How difficult is it for a Portuguese company to access capital?

It’s not necessarily difficult for a Portuguese company to access capital, as Greenvolt found when it was able to raise both national and international capital because it was a good business with good prospects. It has also not been a limitation for many other Portuguese companies. There was some capital destruction in some periods of our recent history, but saying we don’t have access to capital is not really true.

First, we have a lot of savings that we can’t put to work in the capital markets, but when there are good companies and intermediaries like Euronext Lisbon to help market these companies with local investors, and because of the global characteristics of today’s capital markets, they can access capital. If you look at the capital shareholder base of other listed Portuguese companies, from EDP to Mota Engil, you will find a lot of international investors such as pension and investment funds, and others.

What you can see is that from the trading in Portuguese companies that goes through our platforms, 80% comes from international sources such as global banks, some of which don’t even have offices in Portugal. That means that the final investors who are investing in buying and selling the stocks are doing so on the international capital markets.

What nationalities are the main investors on Euronext Lisbon?

The feedback we’re getting from brokers is a significant number of US and Brazilian investors, but also French and Belgian; investors from countries that have very high tax rates because we have competitive rates for foreign investors through the NHR tax regime and Golden Visa. I think what is important for all these tax regimes is for governments to keep them consistent and stable over long periods. The problem here in Portugal is that we don’t have a consistent, stable tax system.
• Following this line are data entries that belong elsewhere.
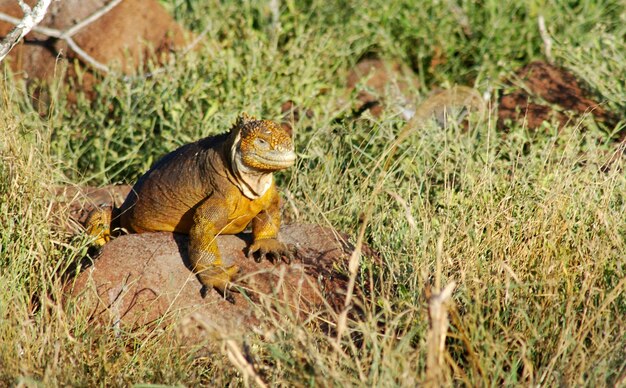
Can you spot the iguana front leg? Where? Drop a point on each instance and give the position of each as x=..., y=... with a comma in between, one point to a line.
x=265, y=227
x=206, y=261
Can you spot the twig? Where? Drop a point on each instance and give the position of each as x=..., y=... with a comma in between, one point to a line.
x=67, y=35
x=545, y=36
x=436, y=337
x=31, y=18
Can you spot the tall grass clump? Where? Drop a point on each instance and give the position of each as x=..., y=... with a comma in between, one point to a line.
x=528, y=224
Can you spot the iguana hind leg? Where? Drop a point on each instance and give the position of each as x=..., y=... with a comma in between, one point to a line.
x=98, y=224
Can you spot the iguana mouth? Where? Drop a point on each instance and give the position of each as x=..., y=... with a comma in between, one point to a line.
x=281, y=159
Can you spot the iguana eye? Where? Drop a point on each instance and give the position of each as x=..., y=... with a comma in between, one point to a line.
x=261, y=143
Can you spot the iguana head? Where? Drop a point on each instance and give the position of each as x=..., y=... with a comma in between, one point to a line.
x=263, y=145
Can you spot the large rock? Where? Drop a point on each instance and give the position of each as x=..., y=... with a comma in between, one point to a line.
x=129, y=33
x=141, y=279
x=541, y=92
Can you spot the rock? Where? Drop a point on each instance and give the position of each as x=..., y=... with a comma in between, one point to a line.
x=139, y=279
x=546, y=92
x=129, y=33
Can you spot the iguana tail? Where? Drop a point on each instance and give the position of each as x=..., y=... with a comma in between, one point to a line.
x=98, y=224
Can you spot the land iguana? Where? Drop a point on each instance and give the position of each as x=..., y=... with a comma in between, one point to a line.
x=220, y=184
x=217, y=185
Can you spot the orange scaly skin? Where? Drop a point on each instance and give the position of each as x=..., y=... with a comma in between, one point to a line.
x=217, y=185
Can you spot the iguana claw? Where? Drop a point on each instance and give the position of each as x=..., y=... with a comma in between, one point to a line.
x=271, y=249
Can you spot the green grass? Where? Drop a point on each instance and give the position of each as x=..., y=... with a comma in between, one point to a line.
x=526, y=223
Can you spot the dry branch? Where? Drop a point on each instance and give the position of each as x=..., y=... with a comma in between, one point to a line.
x=436, y=338
x=67, y=34
x=31, y=18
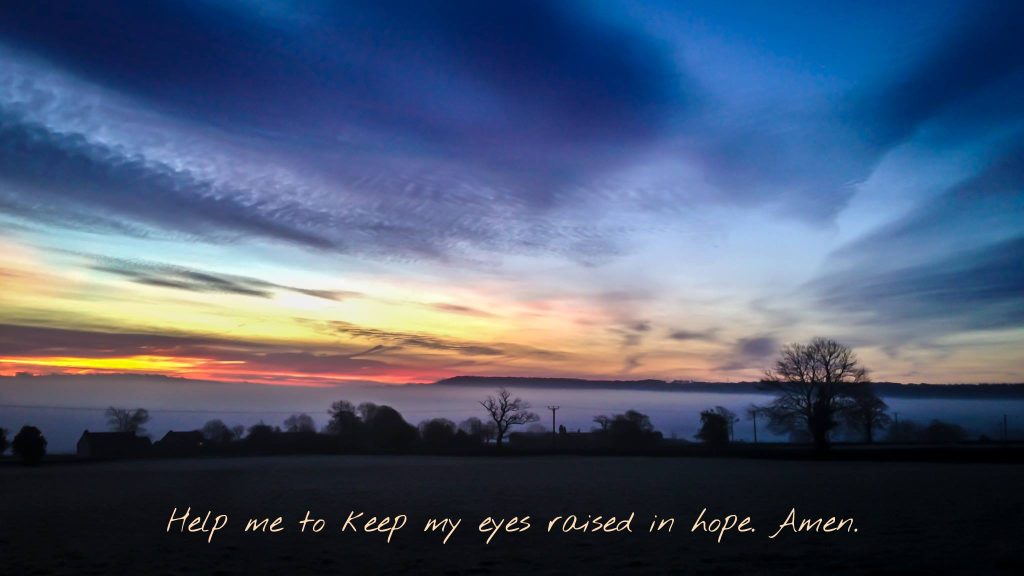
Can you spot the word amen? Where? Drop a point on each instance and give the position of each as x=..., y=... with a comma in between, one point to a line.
x=198, y=523
x=816, y=525
x=722, y=526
One good thing about financial investment is that the international investors are not taxed in Portugal, only in their own jurisdictions.

What two important messages would you like to impart about the capital markets in Portugal?

One message for CEOs, entrepreneurs, companies and their managers is that if you look at the companies that have been growing the most and have been most successful in the 21st century, like Google and Amazon, they are all listed companies and have all financed their growth through capital market transactions and financing, either by issuing capital or bonds, or other types of instruments. We have examples in the US and Europe of companies that have grown thanks to the capital markets. If we want Portugal to grow more, we would benefit from having more companies using the capital markets to do so.

The other important message is for individual investors and citizens around the world who have savings; they should look better at how they invest their savings and understand that the only entities that generate value are companies. If they don’t invest their savings in companies, they will not optimise the returns that they can have in the medium to long terms.